O vínculo associativo era uma faceta do método de Nietzsche recepção em todos os lugares, mas foi particularmente importante na Rússia, onde a literatura foi o principal veículo para discutir ideias. No período soviético, autores anteriormente emparelhados com Nietzsche às vezes eram usados como substitutos para ele. Antes da Primeira Guerra Mundial, Nietzsche apelou para indivíduos que eram radicais por temperamento, não apenas radicais políticos, mas poetas, pintores e filósofos que o via como um libertador. Muitos deles consideravam Darwin, Marx, e Nietzsche como estrelas piloto em uma constelação de pensadores oposicionistas.



 Os conservadores, por outro lado, ficaram escandalizados com o ataque de Nietzsche à Cristandade. Após a guerra, no entanto, na Europa Ocidental e Central, ele foi apropriado pela direita radical, que enfatizou o hierárquico e repressivo aspectos de seu pensamento. Uma transposição semelhante ocorreu na Rússia Soviética na década de 1930. Por toda parte, fatores culturais e históricos específicos da Rússia afetou a forma como os russos entendiam Nietzsche e determinaram quais aspectos de seu pensamento eles enfatizaram, e que eles ignoraram ou rejeitaram, em qualquer tempo particular.
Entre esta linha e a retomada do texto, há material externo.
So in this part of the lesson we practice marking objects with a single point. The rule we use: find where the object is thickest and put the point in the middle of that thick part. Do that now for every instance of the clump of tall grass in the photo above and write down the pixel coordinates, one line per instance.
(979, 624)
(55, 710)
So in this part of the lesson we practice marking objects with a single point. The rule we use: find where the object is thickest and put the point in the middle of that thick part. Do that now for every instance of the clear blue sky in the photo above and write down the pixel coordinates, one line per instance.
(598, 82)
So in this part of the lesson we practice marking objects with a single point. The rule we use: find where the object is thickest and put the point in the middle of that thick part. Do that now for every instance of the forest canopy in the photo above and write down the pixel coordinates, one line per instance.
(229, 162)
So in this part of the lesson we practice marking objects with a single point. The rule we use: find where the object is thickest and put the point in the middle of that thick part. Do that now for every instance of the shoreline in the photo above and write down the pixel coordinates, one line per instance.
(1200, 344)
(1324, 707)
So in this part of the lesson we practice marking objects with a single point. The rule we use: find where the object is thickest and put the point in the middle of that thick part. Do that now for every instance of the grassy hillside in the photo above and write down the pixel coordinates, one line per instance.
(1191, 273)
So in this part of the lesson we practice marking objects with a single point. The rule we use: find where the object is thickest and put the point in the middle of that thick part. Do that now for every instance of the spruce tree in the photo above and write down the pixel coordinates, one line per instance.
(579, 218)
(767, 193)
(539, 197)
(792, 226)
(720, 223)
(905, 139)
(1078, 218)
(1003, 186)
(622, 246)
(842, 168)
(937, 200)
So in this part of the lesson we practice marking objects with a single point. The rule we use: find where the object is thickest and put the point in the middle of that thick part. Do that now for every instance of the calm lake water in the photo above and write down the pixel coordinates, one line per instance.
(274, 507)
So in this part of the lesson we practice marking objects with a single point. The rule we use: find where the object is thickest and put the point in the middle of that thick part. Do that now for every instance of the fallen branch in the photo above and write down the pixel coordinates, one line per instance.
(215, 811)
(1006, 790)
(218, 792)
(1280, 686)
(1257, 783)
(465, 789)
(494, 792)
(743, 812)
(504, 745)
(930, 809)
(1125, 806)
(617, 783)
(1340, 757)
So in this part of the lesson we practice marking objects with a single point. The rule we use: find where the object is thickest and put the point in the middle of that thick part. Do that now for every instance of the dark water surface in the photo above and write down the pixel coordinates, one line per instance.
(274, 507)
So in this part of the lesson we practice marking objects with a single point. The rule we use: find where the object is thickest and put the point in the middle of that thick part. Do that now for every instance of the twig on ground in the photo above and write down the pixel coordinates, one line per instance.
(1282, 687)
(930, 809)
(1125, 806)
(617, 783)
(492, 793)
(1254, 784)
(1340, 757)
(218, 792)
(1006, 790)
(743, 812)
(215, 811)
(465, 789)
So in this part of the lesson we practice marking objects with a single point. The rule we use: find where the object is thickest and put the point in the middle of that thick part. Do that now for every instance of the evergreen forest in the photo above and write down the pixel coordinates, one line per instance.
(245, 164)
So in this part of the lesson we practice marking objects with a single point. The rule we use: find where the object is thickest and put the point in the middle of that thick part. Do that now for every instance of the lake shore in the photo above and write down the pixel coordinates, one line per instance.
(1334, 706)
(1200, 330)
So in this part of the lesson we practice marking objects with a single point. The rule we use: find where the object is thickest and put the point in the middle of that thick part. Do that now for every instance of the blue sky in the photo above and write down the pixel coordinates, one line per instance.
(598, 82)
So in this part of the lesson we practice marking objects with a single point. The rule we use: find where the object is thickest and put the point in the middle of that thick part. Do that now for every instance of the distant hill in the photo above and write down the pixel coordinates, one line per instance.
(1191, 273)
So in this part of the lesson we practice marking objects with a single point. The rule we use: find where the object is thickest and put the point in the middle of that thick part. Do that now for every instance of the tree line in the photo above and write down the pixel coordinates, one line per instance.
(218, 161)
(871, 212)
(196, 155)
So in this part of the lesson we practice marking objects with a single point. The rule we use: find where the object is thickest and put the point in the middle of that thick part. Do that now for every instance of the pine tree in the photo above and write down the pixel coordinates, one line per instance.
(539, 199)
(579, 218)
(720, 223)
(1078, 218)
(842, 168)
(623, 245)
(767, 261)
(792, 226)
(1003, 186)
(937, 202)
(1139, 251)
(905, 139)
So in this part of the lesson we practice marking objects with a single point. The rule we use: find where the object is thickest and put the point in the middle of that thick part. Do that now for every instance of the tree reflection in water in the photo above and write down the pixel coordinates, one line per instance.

 As ideias de Nietzsche continuaram reaparecendo na Rússia e nas discussões soviéticas sobre literatura, arte, psicologia, questões sociais e política. Seu cumulativo o efeito foi enorme. Se isolarmos os componentes nietzscheanos dessas discussões, marque cada um com um ponto vermelho e ligue os pontos, teremos delineou o substrato nietzschiano da cultura russa do século XX. As apropriações russas de Nietzsche não foram simplesmente empréstimos ou leituras incorretas. Eles ilustram a invenção criativa que está no cerne da processo de recepção. Os intelectuais russos lêem Nietzsche intensamente, fazendo certos textos em bíblias, derivando deles princípios pelos quais viver e levando esses princípios aos seus limites finais. Alguns entusiastas de Nietzsche presumiu que "o novo homem, o Obermensch, seria criado na Rússia". Antes de embarcar na trilha das ideias nietzscheanas que derivaram da Prata Idade (1890-1917) à época de Stalin, vamos primeiro descrever os aspectos da vida de Nietzsche pensou que seus admiradores russos fizeram parte de uma agenda e, em seguida, limitaram a cultura a fatores específicos que deram ao seu pensamento uma relevância especial para eles.